6.2.4. Image feature extraction#
6.2.4.1. Patch extraction#
The extract_patches_2d
function extracts patches from an image stored
as a two-dimensional array, or three-dimensional with color information along
the third axis. For rebuilding an image from all its patches, use
reconstruct_from_patches_2d
. For example let us generate a 4x4 pixel
picture with 3 color channels (e.g. in RGB format):
>>> import numpy as np
>>> from sklearn.feature_extraction import image
>>> one_image = np.arange(4 * 4 * 3).reshape((4, 4, 3))
>>> one_image[:, :, 0] # R channel of a fake RGB picture
array([[ 0, 3, 6, 9],
[12, 15, 18, 21],
[24, 27, 30, 33],
[36, 39, 42, 45]])
>>> patches = image.extract_patches_2d(one_image, (2, 2), max_patches=2,
... random_state=0)
>>> patches.shape
(2, 2, 2, 3)
>>> patches[:, :, :, 0]
array([[[ 0, 3],
[12, 15]],
[[15, 18],
[27, 30]]])
>>> patches = image.extract_patches_2d(one_image, (2, 2))
>>> patches.shape
(9, 2, 2, 3)
>>> patches[4, :, :, 0]
array([[15, 18],
[27, 30]])
Let us now try to reconstruct the original image from the patches by averaging on overlapping areas:
>>> reconstructed = image.reconstruct_from_patches_2d(patches, (4, 4, 3))
>>> np.testing.assert_array_equal(one_image, reconstructed)
The PatchExtractor
class works in the same way as
extract_patches_2d
, only it supports multiple images as input. It is
implemented as a scikit-learn transformer, so it can be used in pipelines. See:
>>> five_images = np.arange(5 * 4 * 4 * 3).reshape(5, 4, 4, 3)
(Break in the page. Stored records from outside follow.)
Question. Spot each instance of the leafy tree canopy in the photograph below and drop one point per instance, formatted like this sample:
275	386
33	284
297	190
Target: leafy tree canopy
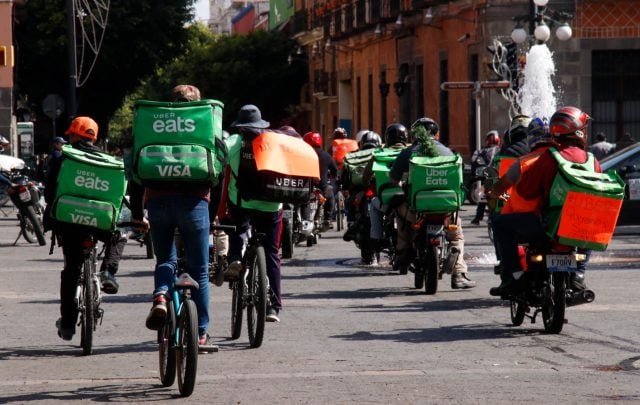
140	36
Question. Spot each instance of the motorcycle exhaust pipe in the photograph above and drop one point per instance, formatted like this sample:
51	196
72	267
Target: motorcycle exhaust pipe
581	297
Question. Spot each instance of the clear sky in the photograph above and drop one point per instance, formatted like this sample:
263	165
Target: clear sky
202	10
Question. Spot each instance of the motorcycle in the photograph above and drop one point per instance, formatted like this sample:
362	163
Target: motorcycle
302	223
434	256
547	288
26	197
359	230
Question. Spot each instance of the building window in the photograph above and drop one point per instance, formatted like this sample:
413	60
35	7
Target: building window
444	103
419	91
616	94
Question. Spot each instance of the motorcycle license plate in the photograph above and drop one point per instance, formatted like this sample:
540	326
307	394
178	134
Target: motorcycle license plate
561	263
25	196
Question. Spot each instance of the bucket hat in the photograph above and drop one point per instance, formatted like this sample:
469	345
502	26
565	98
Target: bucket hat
249	116
185	92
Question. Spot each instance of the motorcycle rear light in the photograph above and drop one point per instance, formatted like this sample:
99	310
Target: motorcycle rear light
537	258
88	243
417	225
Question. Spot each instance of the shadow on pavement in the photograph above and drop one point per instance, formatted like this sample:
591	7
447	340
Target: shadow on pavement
445	334
136	393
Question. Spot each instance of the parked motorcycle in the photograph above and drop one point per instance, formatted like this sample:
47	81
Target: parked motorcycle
433	254
547	288
26	197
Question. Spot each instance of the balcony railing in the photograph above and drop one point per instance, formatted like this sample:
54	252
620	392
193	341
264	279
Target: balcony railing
341	18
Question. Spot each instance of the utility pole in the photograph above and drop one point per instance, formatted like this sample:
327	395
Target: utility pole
71	55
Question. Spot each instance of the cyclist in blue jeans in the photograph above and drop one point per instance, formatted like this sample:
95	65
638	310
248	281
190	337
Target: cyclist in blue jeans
188	211
263	216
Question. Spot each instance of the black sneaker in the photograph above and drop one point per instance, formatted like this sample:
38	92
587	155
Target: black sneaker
109	283
158	313
461	281
272	314
64	333
205	345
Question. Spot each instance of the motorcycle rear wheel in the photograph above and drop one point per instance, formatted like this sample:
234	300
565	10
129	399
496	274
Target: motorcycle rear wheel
554	305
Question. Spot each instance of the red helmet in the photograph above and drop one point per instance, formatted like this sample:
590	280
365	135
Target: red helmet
84	127
314	139
492	138
569	122
339	133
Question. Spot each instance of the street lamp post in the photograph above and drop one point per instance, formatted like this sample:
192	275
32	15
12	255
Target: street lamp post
540	19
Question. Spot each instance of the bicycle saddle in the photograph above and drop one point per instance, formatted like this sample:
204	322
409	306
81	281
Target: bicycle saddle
185	281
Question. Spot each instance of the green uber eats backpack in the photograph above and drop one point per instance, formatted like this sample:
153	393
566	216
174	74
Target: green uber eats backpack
91	187
353	167
178	145
382	161
435	183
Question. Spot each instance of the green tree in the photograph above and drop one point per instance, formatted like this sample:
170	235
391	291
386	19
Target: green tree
141	35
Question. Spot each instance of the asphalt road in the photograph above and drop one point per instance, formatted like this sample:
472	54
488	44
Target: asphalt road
349	334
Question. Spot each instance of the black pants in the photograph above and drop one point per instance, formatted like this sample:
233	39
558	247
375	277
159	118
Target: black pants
72	239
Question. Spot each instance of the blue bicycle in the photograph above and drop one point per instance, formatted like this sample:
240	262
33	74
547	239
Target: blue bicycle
178	339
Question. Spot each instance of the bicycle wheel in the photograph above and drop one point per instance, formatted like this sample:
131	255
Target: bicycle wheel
187	349
88	310
257	297
237	306
166	348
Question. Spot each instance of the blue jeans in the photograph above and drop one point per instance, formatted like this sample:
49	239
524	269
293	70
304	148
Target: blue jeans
269	223
190	215
509	230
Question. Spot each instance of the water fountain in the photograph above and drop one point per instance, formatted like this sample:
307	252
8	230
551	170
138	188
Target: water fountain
537	96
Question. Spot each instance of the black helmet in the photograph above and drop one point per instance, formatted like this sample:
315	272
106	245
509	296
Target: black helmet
396	133
428	124
370	140
339	133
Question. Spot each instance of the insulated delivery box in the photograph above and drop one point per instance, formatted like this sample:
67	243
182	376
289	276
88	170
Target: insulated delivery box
382	161
583	205
177	144
277	168
435	183
91	186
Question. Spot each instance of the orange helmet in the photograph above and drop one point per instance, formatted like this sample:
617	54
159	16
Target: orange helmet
84	127
314	139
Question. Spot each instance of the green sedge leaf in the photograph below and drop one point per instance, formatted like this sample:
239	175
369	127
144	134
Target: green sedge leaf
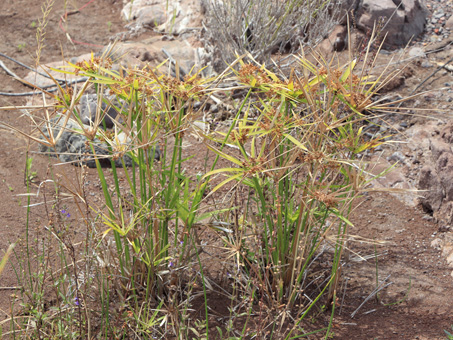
295	141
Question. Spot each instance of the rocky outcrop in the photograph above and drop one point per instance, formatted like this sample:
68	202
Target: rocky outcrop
73	146
401	20
436	178
175	17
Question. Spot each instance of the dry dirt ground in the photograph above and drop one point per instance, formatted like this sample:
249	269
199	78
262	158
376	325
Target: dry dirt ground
407	259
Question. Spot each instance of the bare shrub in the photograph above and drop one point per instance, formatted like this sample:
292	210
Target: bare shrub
263	27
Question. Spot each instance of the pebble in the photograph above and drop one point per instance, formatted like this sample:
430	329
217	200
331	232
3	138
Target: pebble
397	157
439	22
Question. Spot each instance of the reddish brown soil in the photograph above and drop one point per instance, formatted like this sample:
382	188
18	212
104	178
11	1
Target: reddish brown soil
408	258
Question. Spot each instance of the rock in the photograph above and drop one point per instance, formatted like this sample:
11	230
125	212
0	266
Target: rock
416	52
449	23
347	8
397	157
337	41
436	178
73	147
406	19
176	16
150	52
88	106
42	81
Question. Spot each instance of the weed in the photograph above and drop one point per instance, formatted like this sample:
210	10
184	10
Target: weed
276	191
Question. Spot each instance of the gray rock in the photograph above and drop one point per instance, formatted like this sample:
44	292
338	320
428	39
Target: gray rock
436	178
416	52
73	147
397	157
449	23
406	19
88	107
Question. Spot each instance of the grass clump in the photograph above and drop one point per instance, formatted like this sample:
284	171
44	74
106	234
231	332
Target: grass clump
276	193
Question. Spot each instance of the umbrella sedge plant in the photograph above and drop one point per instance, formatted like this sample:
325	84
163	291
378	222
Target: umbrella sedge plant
300	158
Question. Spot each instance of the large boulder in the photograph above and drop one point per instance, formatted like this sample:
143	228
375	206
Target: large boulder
402	19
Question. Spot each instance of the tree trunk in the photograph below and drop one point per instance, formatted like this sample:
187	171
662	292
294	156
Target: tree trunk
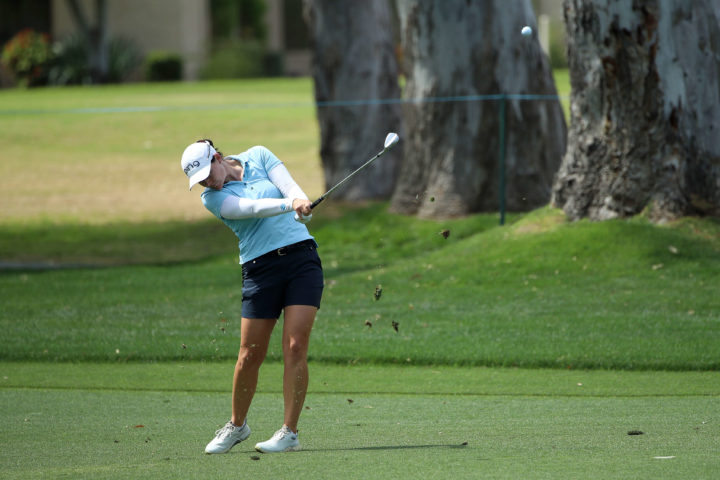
353	62
645	128
455	48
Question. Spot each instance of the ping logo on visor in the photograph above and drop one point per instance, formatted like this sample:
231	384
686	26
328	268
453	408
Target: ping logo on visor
191	166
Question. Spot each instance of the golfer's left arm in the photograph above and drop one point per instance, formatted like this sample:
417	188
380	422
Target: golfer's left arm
236	208
282	179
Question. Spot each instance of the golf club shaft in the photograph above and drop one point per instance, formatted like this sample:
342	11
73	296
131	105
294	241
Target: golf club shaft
324	195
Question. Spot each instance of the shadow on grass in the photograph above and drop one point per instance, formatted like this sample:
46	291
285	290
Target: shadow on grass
385	447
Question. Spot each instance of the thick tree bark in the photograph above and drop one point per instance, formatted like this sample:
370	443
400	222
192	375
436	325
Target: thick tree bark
354	66
455	48
645	128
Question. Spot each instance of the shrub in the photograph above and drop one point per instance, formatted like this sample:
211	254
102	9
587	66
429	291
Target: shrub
235	59
72	63
163	67
27	56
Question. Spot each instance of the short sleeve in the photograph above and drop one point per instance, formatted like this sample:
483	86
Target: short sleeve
213	200
265	158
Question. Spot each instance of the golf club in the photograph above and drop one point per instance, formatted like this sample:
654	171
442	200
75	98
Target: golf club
390	140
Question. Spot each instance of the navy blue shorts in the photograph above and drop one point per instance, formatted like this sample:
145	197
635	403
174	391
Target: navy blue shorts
289	276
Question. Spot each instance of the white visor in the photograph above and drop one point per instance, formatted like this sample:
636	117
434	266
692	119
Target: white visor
196	162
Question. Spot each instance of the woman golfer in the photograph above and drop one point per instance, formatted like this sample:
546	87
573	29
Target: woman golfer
255	196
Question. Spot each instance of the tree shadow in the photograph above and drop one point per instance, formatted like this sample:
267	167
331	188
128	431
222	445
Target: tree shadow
380	447
387	447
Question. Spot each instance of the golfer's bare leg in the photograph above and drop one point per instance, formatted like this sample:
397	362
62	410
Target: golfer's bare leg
297	325
254	339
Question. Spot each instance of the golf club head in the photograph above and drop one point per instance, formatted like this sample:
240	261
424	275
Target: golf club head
391	139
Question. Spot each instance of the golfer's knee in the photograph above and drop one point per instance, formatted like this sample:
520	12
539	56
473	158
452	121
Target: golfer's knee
250	357
296	350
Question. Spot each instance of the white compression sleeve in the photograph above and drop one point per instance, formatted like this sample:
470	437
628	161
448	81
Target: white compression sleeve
285	183
235	208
>>> patches = image.PatchExtractor(patch_size=(2, 2)).transform(five_images)
>>> patches.shape
(45, 2, 2, 3)
6.2.4.2. Connectivity graph of an image#
Several estimators in the scikit-learn can use connectivity information between features or samples. For instance Ward clustering (Hierarchical clustering) can cluster together only neighboring pixels of an image, thus forming contiguous patches:
For this purpose, the estimators use a ‘connectivity’ matrix, giving which samples are connected.
The function img_to_graph
returns such a matrix from a 2D or 3D
image. Similarly, grid_to_graph
build a connectivity matrix for
images given the shape of these image.
These matrices can be used to impose connectivity in estimators that use connectivity information, such as Ward clustering (Hierarchical clustering), but also to build precomputed kernels, or similarity matrices.